3) Regarding point #2, if you need to ride over other stuff, like gravel or take in the woods to dump, you'll need to lift the sweepers or you'll be trying to pick all kinds of unwanted stuff up along the way.

4) Careful on sharper turns, the inside wheel will want to drag outward. Almost looked like I would rip it off a couple times. So try to take wide turnarounds if possible, which is not always possible depending on obstacles.

Overall, it worked very well, if I get 4-5 uses out of it, it's paid for itself in cleanups. I do believe it will pick up acorns as well, as long as they aren't mashed into the lawn. Pretty sure I pulled up 150+ lbs of sticks, dead grass, pine needles, pine cones, acorn shells, etc in about 20-30 minutes on less than 3/4 of an acre. I could get to about 95% of my lawn areas I wanted to, but some areas I couldn't turn around in gravel because it would pick up some gravel, which wasn't worth the time savings of just raking those areas for a couple minutes.

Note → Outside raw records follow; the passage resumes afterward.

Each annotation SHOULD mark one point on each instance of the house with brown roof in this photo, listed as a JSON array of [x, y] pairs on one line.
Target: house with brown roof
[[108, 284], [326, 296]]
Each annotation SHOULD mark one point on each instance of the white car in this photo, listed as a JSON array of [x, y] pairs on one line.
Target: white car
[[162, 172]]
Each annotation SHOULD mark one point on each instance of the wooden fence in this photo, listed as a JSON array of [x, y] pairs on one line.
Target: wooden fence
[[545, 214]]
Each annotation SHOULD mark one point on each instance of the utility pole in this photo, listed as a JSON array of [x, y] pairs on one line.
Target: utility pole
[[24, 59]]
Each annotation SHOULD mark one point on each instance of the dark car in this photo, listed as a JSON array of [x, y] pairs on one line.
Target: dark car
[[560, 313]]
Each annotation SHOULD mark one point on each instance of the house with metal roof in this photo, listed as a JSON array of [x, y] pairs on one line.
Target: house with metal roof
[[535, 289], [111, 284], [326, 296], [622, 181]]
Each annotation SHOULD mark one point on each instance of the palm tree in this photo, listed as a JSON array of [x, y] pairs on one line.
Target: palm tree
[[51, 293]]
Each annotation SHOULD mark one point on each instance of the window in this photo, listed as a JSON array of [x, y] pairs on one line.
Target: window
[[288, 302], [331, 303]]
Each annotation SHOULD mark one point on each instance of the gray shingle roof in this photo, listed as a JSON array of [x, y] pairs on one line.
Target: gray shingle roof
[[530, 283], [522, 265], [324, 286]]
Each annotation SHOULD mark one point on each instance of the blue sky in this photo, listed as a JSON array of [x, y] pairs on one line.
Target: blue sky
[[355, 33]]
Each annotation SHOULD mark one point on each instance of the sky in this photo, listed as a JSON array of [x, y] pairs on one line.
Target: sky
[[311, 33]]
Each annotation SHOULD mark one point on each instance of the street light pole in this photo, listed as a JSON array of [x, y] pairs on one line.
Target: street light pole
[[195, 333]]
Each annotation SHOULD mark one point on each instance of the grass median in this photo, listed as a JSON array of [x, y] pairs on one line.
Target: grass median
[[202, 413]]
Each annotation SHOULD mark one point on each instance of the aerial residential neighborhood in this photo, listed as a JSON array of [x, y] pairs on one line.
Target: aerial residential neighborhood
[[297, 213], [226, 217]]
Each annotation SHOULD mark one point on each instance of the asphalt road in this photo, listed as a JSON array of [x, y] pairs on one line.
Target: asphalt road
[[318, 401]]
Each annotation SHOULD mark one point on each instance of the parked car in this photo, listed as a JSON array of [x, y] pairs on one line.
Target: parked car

Good luck with yours, let me know how it goes!


----------



## CAB (Mar 21, 2019)

g-man said:


> Driving backwards all the time?


@g-man Ha, yes, that was the plan until I realized I couldn't fit through the gate with it attached like that. Switched to towing with a rope, worked like a champ.


----------



## CAB (Mar 21, 2019)

@Clover13 Thanks for the tips and feedback, I'll keep all that in mind. I'll reply here when I get it together and use it some.


----------



## tgoulart (Jun 21, 2018)

Clover13 said:


> I got that 52" Agri-fab just last week too. Ordered from Lowes and man it looked like it was dropped off an airplane from 20,000ft. Returned the first one, second one looked pretty much the same, but I just took it...was scratched, gouged, minorly dented, etc but I needed one. My box was also missing the two support rods, but Agri-fab is mailing them out. They said they aren't needed and will be phased out in the future. Got it together and used it this weekend, it worked very well overall.
> 
> Couple items:
> 1) A full bag will be HEAVY! Just keep in mind when emptying, it's wasn't like in the video where they just pull a line and out it flows. It took a little bit of man handling to empty it.
> ...


You have the same one that I purchased last year and my experiences are exactly the same. I am challenged by some pretty significant hills in my front yard but all in all this does about 80% of what I need it to do...mainly picking up debris and thatch in the spring and leaves in the fall. I don't know if I can justify the $$ for a cyclone rake (or DR), or maybe a bagger for my rig, but I suspect I will do an upgrade within the next 2 years and let this one go for a song on Craigslist.


----------



## johndisuza (Apr 30, 2019)

Agreed, the choice for me the Agri-fab 52" lawn sweeper.


----------



## phoward47 (Jul 23, 2020)

I was also looking for a way to tow with my 3100D....so I made a hitch for it. It's not pretty but it works.


----------